Tenía 18 años cumplidos.
***
El castigo por hacer un tatuaje en Lecumberri era quedar aislado en una celda especial, recuerda Tito, quien observó a don Miguel preparar la tinta. La famosa tinta canera o canadiense, según el argot carcelario. Derretía peines. El humo se acumulaba en un pedazo de madera o en un espejo. El hollín era recogido con una navaja y lo echaba en un cacharro. Después le aplicaba pasta de diente, champú, gotas de orín y otras de agua.
Y ahí empezó.
—La tinta se depositaba en una corcholata —relata— y con una aguja amarrada de un palito se mojaba la punta. Yo le dije a don Miguel que quería una india siux en el pecho. Lo hizo por las noches, con la luz de un foco. Solo faltaron los hilos de su cabellos.
—¿Qué pasó?
—Ya no volví a ver a don Miguel. No sé qué pasó. Si salió libre o quién sabe. Pero quedó bien, ¿no? —dice mientras muestra la figura de la siux, excepto la cabellera, aunque sí el contorno de la misma.
—Entonces se lo debe a don Miguel.
—Sí, honor a quien honor merece en el mundo del tatuaje. Ahí aprendí la técnica y empecé a experimentar y a elaborar la tinta. Practiqué con mi propia piel —dice y muestra una pequeña estrella en el dorso de la mano izquierda.
Entonces saca su primer stencil. Es cuando nacen las “Rosas negras de Tito El Colombiano”: de un envoltorio de mazapán de la Rosa.
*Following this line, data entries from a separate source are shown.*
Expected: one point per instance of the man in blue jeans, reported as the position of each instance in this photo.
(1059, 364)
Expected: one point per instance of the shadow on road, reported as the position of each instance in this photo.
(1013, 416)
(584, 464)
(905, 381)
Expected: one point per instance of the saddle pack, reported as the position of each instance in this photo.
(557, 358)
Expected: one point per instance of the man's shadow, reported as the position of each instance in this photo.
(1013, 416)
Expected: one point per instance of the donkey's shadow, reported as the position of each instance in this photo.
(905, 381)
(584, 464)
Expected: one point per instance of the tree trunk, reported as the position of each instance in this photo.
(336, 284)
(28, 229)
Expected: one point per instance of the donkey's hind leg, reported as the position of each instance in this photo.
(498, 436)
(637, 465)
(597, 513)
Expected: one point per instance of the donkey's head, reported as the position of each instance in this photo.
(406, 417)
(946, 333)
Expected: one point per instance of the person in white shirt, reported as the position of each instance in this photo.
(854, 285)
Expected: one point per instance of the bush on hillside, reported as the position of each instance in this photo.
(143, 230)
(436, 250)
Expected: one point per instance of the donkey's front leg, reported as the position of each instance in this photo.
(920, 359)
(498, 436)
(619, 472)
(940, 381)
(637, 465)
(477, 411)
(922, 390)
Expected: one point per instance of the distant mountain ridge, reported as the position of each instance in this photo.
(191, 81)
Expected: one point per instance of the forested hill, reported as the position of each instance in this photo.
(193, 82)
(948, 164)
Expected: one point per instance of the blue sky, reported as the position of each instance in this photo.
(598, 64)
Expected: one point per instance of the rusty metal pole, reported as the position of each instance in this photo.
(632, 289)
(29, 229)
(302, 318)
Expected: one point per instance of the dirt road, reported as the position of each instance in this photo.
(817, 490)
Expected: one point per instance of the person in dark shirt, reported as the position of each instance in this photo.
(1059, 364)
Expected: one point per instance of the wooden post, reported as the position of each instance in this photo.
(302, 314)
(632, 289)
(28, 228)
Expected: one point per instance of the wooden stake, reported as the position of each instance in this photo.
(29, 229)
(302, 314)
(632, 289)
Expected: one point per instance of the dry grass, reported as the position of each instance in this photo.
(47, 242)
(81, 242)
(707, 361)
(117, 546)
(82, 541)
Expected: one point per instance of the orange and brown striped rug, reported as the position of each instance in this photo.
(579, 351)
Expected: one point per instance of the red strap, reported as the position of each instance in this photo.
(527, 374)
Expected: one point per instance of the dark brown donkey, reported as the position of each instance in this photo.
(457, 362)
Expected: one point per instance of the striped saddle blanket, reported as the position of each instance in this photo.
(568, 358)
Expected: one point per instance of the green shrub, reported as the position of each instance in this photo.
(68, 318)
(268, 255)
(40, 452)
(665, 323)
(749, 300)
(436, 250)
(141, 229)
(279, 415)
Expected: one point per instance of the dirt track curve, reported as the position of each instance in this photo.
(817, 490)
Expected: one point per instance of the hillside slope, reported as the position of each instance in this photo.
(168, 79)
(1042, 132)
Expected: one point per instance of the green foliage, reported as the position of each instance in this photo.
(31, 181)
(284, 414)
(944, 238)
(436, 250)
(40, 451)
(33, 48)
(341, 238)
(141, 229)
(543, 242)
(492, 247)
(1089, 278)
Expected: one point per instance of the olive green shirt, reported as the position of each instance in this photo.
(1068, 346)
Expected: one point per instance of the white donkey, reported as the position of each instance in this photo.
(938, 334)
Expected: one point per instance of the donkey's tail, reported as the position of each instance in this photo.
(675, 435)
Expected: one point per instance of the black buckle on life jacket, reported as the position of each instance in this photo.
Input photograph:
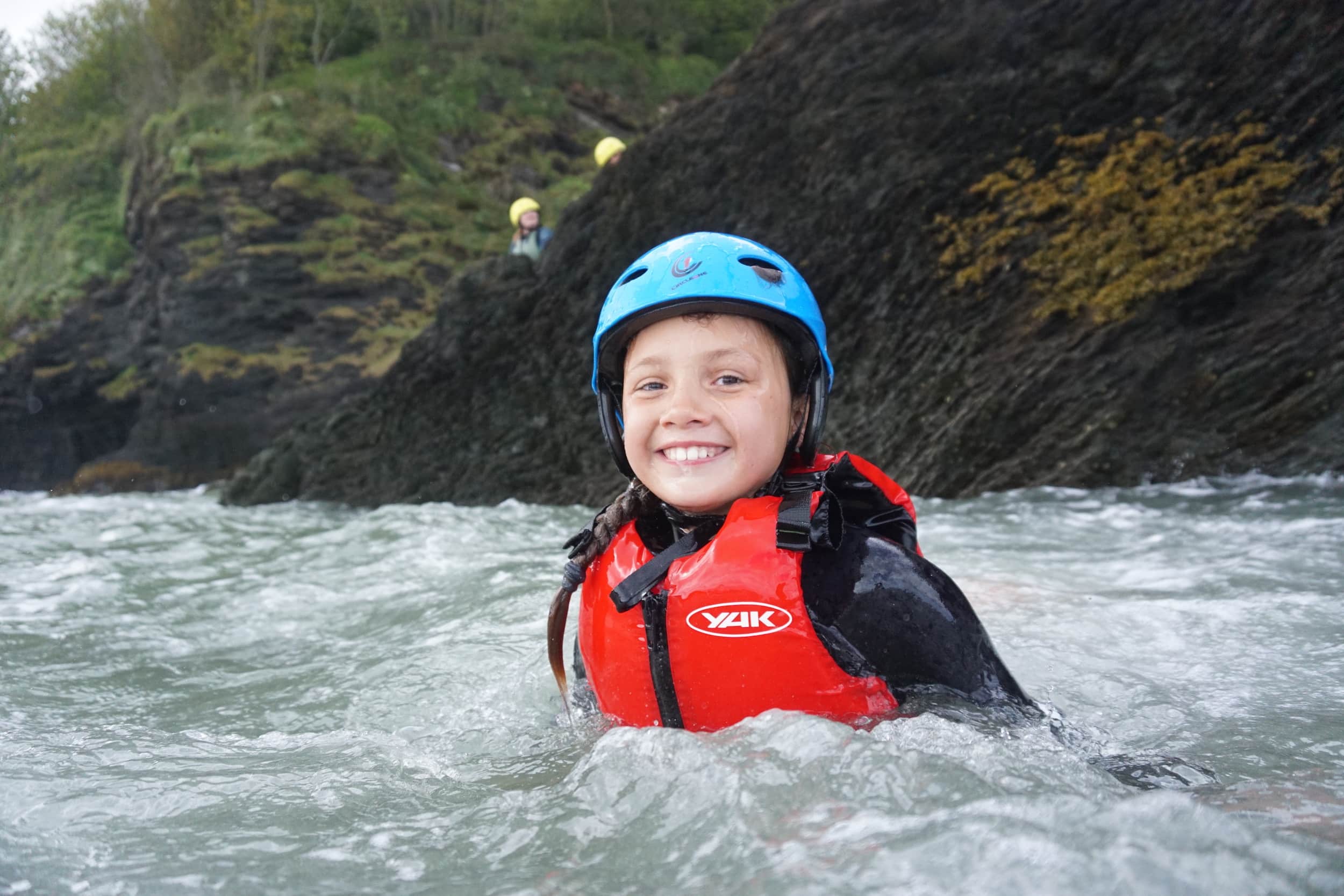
(793, 527)
(639, 583)
(799, 528)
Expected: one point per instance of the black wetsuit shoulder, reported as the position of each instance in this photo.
(882, 609)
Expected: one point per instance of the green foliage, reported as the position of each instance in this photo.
(453, 96)
(123, 386)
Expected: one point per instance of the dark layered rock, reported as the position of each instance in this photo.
(259, 296)
(1189, 324)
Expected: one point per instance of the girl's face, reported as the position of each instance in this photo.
(707, 410)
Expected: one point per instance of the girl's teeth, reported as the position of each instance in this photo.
(692, 453)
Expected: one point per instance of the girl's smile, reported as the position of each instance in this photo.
(707, 409)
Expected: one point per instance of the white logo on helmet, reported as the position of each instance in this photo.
(740, 620)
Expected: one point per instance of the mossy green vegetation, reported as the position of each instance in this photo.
(1123, 217)
(210, 362)
(167, 103)
(123, 386)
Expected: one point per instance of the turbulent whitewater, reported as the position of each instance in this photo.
(307, 699)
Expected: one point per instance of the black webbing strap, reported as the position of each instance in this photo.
(660, 660)
(638, 585)
(793, 528)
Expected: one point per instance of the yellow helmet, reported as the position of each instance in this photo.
(606, 148)
(522, 206)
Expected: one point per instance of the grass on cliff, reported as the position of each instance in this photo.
(1120, 218)
(455, 121)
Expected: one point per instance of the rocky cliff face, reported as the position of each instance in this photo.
(1065, 242)
(260, 296)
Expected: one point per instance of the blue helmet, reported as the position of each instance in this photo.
(709, 273)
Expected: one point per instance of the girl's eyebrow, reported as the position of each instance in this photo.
(713, 358)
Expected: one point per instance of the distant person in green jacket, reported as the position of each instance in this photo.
(530, 238)
(608, 151)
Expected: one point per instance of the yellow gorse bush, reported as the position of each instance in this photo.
(1117, 221)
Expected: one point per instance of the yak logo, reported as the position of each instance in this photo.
(740, 620)
(684, 267)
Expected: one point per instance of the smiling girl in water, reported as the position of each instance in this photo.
(741, 570)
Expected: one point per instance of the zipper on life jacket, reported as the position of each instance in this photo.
(655, 606)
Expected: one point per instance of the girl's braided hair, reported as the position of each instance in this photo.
(588, 546)
(630, 505)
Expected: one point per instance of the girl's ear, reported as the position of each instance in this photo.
(797, 413)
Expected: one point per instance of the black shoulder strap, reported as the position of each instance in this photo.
(638, 585)
(797, 527)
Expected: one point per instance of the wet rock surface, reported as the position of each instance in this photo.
(863, 140)
(217, 342)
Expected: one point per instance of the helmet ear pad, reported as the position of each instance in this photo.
(818, 391)
(609, 415)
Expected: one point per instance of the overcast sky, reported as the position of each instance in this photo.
(20, 18)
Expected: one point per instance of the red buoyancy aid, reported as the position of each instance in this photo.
(732, 621)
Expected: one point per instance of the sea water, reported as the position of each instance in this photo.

—Había una crujía, la L, donde estaba la gente plus: El Güero Gil, del trío Los Panchos, y el papá de Ana Bertha Lepe, una que fue Miss México y actriz. Iba yo a que me vendieran dos o tres pesos de loción. Usaban Ice Blue y Aqua Velva. Entonces yo quitaba el envoltorio del mazapán y con gotas de loción mojaba la piel, la colocaba y quedaba plasmada la rosa. El tatuaje eran rosas negras.
Tres años y medio después salió libre, pero volvió a caer en 1989, ahora con una sentencia de varios años, durante los cuales se volvió experto en tatuaje carcelario con sus propios artilugios, como son algunas partes de grabadoras y agujas hechas de cuerda de guitarra.
Desde 2009 ofrece conferencias y seminarios sobre tatuaje carcelario. Es invitado a convenciones. Sus instrumentos se exhiben en el Museo del Tatuaje. Trabaja en el tianguis de La Raza y pronto tendrá un estudio.
Ha tatuado a más de 10 mil hombres, entre ellos a Pepe de Nueva York, y a unas mil mujeres. Es lo que dice el último tatuador de Lecumberri, quien es reconocido por expertos como Víctor Portugal, el californiano Edgar Holl, Tony Serrano, El Chacal y El Chino de Tepito.
—Tito...
—Sí, el humilde campesino, Tito El Colombiano. Como buen guerrero poco a poco fui agarrando el paso.